By Prashanth Parameswaran
Asia, May 12, 2017
Next week, China will hold the highest-level international forum to date to promote its ambitious, cross-continental development strategy known as the Belt and Road Initiative (BRI). Ahead of the so-called Belt and Road Forum for International Cooperation (BRF), Chinese state media has been predictably parroting selective statistics that illustrate BRI’s successes, while other skeptical accounts have repeated the same litany of complaints about it, from the lack of funding to issues with specific projects.
Reality, as it often does, lies somewhere in between these two extremes. But more fundamentally, this always-full, mostly-empty-so-far discussion also misses the central point about the BRI so far: though China has made some inroads in addressing some concerns raised by naysayers since it was launched back in 2013, resolving the structural challenges that have dogged it have so far been nowhere in sight.

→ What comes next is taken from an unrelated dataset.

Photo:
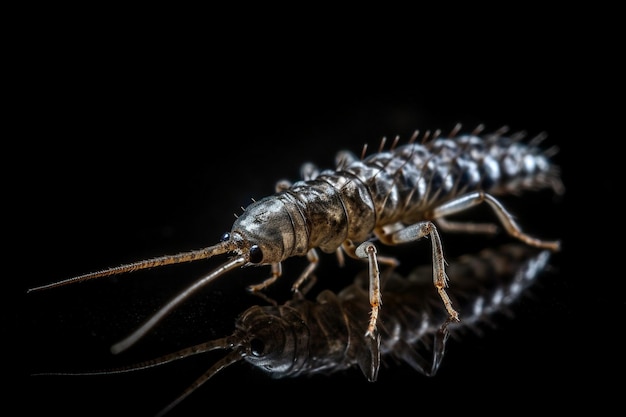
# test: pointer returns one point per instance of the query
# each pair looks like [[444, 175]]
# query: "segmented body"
[[394, 196], [405, 184]]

The Belt and Road Initiative, a signature foreign policy priority of Chinese President Xi Jinping, is often referred to as the largest initiative of its kind launched by a single country. And its scale certainly is intimidating. It comprises two large segments: the Silk Road Economic Belt, a land route starting in western China that goes through Central Asia and on to the Middle East; and the 21st Century Maritime Silk Road, a maritime route that goes around Southeast Asia, the Persian Gulf, and the Horn of Africa. All in all, it includes more than two thirds of world population and more than one third of global economic output, and could involve Chinese investments that total up to $4 trillion.